Polls are open until 8 p.m. Tuesday, June 7 across the Inland Empire as voters weigh in on races and issues on the primary ballot, including several key contests in Riverside and San Bernardino counties.

It’s an election with a twist for Riverside County voters: They are being greeted by new vote centers — 145 of them — that have replaced the approximately 600 smaller neighborhood precinct polling places that used to operate in schools, churches and neighbors’ garages.

With the vote centers came no assigned polling places, just a list of the 145 locations inside the Riverside County voter information people received in the mail.

In the past, David Valenzuela, 66, who voted at the La Sierra Senior Center in Riverside on Tuesday, said he relied on the stamp on the back of the guide showing his assigned voting place.

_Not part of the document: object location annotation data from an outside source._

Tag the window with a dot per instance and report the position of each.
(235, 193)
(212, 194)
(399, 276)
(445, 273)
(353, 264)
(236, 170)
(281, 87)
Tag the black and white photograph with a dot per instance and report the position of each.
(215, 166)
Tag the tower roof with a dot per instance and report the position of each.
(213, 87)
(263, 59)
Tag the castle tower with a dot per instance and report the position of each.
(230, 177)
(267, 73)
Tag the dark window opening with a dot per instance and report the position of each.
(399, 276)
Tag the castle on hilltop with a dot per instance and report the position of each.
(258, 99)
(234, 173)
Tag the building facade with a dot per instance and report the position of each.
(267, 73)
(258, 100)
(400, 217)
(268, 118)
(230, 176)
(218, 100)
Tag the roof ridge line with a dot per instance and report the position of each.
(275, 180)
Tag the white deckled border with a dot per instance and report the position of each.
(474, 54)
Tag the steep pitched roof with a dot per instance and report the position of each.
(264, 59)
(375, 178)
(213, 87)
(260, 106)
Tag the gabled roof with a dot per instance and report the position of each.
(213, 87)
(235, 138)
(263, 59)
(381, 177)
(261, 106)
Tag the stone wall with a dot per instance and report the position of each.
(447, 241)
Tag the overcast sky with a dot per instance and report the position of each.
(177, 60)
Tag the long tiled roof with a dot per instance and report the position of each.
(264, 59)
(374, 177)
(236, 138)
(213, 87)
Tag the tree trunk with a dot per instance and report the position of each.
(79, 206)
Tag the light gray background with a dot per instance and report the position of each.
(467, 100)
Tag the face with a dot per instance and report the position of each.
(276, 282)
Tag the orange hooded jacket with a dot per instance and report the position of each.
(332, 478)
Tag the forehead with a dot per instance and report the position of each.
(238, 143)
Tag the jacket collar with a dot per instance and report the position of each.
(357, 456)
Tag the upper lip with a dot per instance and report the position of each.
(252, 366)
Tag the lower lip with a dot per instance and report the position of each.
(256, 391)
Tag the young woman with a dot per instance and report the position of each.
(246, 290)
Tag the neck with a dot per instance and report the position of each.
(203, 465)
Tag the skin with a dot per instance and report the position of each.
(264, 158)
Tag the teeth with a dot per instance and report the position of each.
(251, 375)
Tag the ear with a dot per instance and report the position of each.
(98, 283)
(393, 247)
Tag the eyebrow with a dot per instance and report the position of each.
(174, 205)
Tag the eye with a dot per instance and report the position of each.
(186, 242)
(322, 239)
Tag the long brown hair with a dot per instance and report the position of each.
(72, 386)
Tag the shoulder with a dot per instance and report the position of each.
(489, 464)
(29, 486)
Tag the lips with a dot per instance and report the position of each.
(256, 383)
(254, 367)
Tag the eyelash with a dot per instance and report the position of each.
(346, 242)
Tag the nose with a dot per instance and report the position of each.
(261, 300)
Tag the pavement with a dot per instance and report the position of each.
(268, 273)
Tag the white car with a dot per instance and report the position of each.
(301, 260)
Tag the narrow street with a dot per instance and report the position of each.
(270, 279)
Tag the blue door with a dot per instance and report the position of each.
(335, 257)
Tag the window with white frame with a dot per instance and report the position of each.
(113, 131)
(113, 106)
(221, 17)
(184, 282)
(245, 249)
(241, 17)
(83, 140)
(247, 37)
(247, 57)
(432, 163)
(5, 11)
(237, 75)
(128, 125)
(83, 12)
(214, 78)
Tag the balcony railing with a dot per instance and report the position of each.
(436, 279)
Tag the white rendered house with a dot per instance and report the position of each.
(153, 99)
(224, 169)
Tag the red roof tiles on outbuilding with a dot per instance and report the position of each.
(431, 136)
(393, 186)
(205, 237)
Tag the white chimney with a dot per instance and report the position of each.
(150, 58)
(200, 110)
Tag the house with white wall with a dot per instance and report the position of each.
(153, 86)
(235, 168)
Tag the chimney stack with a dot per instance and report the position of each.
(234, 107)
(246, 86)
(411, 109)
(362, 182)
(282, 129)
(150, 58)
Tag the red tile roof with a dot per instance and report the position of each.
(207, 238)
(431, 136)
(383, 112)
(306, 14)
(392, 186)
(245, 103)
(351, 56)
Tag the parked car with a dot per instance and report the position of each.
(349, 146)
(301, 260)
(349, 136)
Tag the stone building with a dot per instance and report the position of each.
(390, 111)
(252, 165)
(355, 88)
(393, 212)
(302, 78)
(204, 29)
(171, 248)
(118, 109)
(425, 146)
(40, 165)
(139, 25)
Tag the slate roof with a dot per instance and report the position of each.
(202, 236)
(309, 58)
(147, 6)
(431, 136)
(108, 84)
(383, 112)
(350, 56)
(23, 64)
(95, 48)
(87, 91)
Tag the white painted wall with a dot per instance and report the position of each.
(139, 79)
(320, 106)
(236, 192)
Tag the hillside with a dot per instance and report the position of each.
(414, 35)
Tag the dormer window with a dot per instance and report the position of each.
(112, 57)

“This time it’s just blank,” he said.

In San Bernardino County, voters who did not return a ballot by mail are still being asked to vote at assigned precinct polling places.

In any event, voting seemed to be going relatively slowly Tuesday morning.

A volunteer at the Loma Linda Community Center said it had been slow there, with about a half-dozen people casting ballots shortly before noon.

Voting appeared to be going slowly in La Sierra as well, and in an empty storefront in a shopping center in Riverside’s Mission Grove area.

Riverside County’s move to vote centers follows the earlier lead of Los Angeles and Orange counties. Voters do not have to go to a center near their home; they can vote at any center in the county.

Along with the centers, Riverside County unveiled a livestream of vote counting around the middle of last week, said Yaoska Machado, a county spokesperson.

There was a glitch with the livestream over the weekend, she said, when a recorded video of earlier counting was being showed accidentally. Machado said she didn’t know the cause of that problem. She said the livestream was operating in real time on Election Day, as it was on Monday, June 6.

The centers also double as mail-ballot drop-off locations, said Yaoska Machada, a Riverside County spokesperson. She said there are also 87 other places that people and drop of vote-by-mail ballots.

Voters appeared split on whether the vote centers were a good idea.

“I think it’s great,” said Susana Hernandez, 81, who walked out of the La Sierra Senior Center in a red-and-white-and-blue blouse with stars that she makes a habit of wearing on Election Day.

The voting booths were spread out inside and there was plenty of privacy, she said.

Hernandez said she worries, however, about how the shift to vote centers will affect people no longer able to drive. The advantage of the neighborhood polling place, she said, was that there was usually one right down the street from most people.

Sharada Beck, 60, of Riverside called the vote centers “OK” but said she liked the neighborhood precinct model better.

“They’re kind of fun,” Beck said of the neighborhood polling places. “Neighbors get involved in the process.”

She recalls voting in a neighbor’s garage, “and sometimes we were in the dining room.”

“I think it also encourages people to vote,” Beck said.

Others said the vote centers encourage people to vote because one doesn’t need to vote in a particular place.

Staff writer Beau Yarbrough contributed to this report.